Um die Schranken zu umgehen, würde daher für Produkte oder Dienstleistungen von Mittelsfirmen in China mehr Geld als üblich bezahlt, erklärt der Fachmann. Die Differenz könnte dann innerhalb Chinas investiert werden. Die gezinkten Zahlen blähten jedoch Chinas Außenhandel künstlich auf. Chinas Aufsichtsbehörden hatten strengere Kontrollen des Handels angekündigt. Damit könnten sie die dubiosen Geschäfte im Mai eingedämmt haben.

Herbe Einruch im Geschäft mit Europa und Amerika

Die Ausfuhren in die USA und die EU - die beiden wichtigsten Handelspartner Chinas - fielen sogar den dritten Monat in Folge. Die Exporte in die USA gingen um 1,6 Prozent zurück, in die Europäische Union exportierte China 9,7 Prozent weniger.

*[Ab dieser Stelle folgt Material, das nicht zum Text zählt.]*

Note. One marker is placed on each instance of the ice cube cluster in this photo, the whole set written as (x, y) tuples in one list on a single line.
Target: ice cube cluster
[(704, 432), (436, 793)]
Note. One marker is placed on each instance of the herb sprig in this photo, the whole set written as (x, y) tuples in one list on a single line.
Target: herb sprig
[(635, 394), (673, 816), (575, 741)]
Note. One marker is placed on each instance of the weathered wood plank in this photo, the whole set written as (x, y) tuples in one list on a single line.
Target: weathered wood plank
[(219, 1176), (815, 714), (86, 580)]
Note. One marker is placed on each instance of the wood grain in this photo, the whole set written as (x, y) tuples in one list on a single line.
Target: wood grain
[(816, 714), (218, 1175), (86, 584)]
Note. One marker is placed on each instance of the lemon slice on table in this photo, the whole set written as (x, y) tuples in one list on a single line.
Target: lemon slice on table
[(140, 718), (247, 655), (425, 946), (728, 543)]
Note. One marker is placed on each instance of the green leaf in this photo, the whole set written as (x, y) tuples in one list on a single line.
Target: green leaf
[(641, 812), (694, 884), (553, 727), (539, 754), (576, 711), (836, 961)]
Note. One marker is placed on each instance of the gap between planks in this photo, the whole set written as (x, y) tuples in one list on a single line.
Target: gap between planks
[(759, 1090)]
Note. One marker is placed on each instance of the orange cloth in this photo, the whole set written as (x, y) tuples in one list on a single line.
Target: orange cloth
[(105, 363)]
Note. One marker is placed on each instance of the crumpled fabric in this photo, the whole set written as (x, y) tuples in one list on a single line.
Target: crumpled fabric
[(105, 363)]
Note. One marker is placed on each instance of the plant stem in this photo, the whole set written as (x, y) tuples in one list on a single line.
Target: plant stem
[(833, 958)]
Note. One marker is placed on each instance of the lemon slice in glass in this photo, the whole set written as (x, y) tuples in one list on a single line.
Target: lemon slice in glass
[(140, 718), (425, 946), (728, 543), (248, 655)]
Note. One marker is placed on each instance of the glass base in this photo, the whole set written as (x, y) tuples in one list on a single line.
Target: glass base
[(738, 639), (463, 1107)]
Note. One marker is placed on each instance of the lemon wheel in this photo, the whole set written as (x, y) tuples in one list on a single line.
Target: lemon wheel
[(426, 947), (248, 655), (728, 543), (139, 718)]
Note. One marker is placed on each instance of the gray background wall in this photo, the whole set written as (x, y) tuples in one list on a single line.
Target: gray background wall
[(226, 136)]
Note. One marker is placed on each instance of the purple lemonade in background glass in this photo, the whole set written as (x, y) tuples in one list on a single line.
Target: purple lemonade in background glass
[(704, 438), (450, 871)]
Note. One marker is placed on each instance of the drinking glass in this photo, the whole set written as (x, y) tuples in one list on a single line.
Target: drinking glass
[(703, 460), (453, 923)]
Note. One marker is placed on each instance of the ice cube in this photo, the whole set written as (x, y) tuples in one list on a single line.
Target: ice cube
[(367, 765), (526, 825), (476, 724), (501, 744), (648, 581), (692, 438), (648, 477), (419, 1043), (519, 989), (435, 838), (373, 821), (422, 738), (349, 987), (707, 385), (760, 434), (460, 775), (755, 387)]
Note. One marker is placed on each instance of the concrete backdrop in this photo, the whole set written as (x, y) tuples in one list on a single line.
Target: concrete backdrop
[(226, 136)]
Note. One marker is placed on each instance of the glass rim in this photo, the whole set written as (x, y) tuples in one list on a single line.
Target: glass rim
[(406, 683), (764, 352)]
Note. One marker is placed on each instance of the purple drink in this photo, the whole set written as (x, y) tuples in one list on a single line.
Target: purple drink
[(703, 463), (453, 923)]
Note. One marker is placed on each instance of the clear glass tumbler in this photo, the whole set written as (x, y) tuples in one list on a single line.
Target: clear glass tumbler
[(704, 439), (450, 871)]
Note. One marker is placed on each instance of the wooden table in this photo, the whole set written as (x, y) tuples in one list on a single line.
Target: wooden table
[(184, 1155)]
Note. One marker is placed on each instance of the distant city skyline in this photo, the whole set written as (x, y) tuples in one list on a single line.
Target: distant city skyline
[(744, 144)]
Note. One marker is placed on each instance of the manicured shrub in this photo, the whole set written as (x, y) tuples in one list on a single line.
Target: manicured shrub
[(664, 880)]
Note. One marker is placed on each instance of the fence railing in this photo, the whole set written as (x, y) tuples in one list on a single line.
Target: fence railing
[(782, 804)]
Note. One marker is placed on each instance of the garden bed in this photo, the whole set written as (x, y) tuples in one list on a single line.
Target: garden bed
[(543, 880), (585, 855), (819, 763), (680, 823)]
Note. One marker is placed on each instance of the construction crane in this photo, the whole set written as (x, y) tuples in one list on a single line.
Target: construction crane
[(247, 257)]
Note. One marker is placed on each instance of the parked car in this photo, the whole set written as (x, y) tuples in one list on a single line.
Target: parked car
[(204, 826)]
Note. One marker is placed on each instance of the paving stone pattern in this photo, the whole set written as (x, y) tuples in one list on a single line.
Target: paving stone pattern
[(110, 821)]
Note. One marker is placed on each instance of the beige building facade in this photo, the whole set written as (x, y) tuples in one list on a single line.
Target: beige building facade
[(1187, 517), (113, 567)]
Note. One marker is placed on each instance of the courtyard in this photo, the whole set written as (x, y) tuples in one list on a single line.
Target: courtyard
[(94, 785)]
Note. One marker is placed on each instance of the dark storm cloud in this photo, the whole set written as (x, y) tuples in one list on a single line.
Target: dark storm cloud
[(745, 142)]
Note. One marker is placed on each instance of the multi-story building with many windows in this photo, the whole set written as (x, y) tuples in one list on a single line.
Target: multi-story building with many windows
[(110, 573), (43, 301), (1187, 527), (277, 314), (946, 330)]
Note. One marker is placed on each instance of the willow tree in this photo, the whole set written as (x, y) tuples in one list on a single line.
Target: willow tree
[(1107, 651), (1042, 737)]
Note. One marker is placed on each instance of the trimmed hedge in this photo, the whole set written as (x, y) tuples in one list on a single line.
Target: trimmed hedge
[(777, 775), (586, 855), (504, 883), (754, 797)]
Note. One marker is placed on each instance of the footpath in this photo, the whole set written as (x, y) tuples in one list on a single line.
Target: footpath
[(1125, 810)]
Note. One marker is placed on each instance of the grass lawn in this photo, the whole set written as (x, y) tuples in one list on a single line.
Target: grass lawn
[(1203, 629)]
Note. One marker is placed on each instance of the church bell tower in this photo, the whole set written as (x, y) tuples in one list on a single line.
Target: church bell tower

"Die Daten spiegeln eine schleppende Nachfrage sowohl aus dem Inland als auch aus dem Ausland wider", sagte Volkswirt Shen Lan von der britischen Bank Standard Chartered in Shanghai. Zuletzt hatten sich die Hinweise verdichtet, dass China als Lokomotive der Weltwirtschaft an Zugkraft verliert. Der IWF und die OECD kappten Ende Mai ihre Wachstumsprognosen für das Land. Die neue Führung in Peking peilt ein Wachstum von 7,5 Prozent an. China braucht solch für Europa hoch anmutenden Wachstumsraten auch, um Jobs für das jährlich auf den Arbeitsmarkt drängende Millionenheer zu schaffen und soziale Unruhen zu vermeiden.